Based on William Joyce‘s The Guardians of Childhood children’s series, Rise of the Guardians is an old fashioned tale of good and evil centered around an unlikely hero called to join the battle. The Guardians, a group of mythical beings who are sworn to protect children across the globe, are comprised of Santa Claus (Alec Baldwin), the Tooth Fairy (Isla Fisher), the Sandman, and the Easter Bunny (Hugh Jackman). Despite some infighting, the group works together to keep the magic and wonder of childhood alive across the globe.

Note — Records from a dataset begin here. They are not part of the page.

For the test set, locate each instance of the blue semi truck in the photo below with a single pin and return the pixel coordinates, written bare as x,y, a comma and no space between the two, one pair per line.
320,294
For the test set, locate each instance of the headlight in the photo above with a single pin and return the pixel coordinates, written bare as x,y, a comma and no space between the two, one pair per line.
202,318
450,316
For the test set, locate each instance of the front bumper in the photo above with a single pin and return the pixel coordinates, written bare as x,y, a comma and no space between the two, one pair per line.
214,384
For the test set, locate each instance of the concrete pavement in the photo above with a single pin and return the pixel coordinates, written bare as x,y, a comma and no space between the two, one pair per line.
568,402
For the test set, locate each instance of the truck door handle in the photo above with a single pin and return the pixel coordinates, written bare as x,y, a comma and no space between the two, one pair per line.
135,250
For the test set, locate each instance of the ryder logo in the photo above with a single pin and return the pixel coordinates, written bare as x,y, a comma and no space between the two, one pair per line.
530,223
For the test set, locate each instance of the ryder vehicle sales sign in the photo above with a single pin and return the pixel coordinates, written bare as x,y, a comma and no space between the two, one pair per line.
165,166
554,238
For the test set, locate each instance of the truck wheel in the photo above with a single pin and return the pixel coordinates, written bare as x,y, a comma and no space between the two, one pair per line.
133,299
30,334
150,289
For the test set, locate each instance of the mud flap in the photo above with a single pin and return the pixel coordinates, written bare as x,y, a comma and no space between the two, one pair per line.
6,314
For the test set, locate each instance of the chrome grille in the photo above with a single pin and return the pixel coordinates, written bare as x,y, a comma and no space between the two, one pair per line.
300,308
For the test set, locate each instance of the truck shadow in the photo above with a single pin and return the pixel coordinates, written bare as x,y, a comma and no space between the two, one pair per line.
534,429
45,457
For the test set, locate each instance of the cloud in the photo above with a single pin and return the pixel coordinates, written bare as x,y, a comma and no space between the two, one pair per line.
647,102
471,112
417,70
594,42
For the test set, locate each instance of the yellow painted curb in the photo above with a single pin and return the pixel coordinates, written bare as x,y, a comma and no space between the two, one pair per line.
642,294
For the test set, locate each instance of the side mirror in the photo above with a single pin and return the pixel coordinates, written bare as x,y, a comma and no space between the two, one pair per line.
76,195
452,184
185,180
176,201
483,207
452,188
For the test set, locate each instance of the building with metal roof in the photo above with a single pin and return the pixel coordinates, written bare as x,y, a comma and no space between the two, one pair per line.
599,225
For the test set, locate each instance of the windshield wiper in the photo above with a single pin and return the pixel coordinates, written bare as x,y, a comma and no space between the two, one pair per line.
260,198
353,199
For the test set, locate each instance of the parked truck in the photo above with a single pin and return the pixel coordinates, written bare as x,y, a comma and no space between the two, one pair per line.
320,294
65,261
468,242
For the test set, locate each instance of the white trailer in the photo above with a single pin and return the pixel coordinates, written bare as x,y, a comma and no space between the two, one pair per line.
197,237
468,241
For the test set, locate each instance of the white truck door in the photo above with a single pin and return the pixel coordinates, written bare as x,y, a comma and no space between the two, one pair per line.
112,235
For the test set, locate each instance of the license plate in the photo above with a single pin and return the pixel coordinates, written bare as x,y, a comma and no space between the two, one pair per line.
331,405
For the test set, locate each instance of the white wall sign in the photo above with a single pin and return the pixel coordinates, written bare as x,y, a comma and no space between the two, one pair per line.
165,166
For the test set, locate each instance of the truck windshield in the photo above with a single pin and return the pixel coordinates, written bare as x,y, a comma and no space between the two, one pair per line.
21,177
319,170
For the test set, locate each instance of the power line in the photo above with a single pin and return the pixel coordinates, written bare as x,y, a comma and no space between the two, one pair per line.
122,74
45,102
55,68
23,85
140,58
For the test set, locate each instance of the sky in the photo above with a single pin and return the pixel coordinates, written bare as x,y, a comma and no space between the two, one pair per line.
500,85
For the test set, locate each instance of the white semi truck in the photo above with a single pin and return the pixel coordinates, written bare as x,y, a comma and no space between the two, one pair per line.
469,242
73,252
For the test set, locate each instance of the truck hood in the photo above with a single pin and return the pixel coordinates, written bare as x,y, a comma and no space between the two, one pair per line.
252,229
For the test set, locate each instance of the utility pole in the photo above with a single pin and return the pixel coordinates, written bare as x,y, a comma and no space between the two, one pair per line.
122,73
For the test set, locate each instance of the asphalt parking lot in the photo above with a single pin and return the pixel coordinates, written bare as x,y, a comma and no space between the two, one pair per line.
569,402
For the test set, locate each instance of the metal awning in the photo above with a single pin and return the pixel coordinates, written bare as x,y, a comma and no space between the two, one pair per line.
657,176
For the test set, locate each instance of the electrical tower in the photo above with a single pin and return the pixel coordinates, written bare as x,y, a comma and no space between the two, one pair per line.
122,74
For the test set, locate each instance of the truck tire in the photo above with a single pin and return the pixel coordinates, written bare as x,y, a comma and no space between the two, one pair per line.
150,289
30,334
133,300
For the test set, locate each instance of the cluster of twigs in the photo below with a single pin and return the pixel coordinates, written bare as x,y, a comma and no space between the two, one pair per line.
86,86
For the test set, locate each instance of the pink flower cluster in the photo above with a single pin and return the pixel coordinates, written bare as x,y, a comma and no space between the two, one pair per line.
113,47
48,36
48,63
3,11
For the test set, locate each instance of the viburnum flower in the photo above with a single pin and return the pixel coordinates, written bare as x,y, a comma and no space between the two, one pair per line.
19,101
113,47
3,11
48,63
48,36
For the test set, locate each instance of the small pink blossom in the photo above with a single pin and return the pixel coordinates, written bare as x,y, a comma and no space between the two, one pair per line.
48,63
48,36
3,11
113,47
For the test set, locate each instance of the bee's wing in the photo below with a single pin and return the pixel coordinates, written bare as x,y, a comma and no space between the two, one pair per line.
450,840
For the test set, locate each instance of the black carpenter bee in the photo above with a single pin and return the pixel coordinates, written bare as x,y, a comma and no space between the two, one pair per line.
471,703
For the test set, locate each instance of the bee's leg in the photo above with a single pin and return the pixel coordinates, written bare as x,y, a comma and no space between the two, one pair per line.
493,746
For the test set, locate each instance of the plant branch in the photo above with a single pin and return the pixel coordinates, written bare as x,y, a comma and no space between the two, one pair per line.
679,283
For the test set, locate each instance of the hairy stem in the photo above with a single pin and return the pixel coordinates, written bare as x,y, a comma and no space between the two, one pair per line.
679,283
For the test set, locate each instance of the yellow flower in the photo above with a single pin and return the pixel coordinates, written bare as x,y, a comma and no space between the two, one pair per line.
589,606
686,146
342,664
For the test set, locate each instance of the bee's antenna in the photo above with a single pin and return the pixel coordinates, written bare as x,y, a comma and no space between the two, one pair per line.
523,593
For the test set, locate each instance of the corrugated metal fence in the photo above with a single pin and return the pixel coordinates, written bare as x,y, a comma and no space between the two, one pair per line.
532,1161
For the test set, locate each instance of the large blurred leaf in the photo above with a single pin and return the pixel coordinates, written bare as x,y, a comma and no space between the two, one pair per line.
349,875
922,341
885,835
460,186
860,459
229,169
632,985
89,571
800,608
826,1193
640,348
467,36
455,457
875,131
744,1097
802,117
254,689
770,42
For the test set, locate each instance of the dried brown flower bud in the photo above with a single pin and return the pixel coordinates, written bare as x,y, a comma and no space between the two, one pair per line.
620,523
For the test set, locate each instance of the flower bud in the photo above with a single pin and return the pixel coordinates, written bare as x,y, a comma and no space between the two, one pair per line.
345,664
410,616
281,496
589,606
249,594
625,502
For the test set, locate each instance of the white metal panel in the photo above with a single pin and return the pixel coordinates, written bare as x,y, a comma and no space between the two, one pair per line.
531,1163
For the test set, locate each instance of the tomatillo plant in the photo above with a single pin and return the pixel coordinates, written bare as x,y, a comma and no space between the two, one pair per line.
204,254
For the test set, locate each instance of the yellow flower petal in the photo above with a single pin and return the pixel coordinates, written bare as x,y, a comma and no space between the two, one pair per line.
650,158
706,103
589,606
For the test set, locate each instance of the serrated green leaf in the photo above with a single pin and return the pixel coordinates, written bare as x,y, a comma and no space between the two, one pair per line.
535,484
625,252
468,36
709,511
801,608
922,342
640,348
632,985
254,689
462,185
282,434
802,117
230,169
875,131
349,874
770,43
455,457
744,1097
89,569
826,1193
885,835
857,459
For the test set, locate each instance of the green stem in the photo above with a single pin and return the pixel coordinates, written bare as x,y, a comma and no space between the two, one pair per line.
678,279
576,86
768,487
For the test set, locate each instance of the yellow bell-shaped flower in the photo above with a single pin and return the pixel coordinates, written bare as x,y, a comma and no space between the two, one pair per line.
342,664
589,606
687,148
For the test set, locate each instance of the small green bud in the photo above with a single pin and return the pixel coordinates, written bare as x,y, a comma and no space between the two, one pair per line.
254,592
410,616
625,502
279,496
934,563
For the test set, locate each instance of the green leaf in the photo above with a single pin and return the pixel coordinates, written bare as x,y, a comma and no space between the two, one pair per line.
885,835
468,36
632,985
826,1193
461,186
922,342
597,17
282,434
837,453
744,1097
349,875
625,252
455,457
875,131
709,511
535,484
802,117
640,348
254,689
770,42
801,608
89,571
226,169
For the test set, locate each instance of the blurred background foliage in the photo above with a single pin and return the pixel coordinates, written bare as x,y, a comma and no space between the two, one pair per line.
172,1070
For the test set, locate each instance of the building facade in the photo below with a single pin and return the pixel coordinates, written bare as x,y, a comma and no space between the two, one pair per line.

When the villainous Pitch Black (Jude Law) returns to introduce nightmares and fear into the dreams of children, while making them begin to doubt the existence of the Easter Bunny and the Tooth Fairy, the Guardians rise to stop the Bogeyman before he can destroy the dreams and beliefs on children all across the globe. To do this they will need the help of the irresponsible Jack Frost (Chris Pine), a mischief maker with a shadowy past and a yearning to be recognized and celebrated the way children love the Easter Bunny and Santa Claus.
Rise of the Guardians is your basic by-the-numbers unlikely hero tale as Jack Frost will struggle with his new role, at one point seem to fail and loose the trust of his new friends, and then ultimately take his place among the rest of the group as a true hero. If the story itself isn’t very imaginative, the movie does spice things up with some impressive 3D animation and several twists to our iconic heroes (including the Easter Bunny’s Australian accent and boomerangs, and Santa using Yetis instead of Elves to make toys for Christmas).
In a year without a true standout animated feature, Rise of the Guardians does give audiences something that has been missing from the other movies of this year – a old-fashioned villain. With his various nightmares, double-crosses, gleeful hate, and unrelenting plans to make children suffer, Pitch is such a classic animated villain that at any point you half expect him to burst into song. Although I don’t think the film is as good as Brave or Wreck-It Ralph (or even the light but enjoyable Hotel Transylvania), it does deliver an iconic villain in the Boogeyman and a well-told (if somewhat basic) tale that should appeal to both older and younger viewers.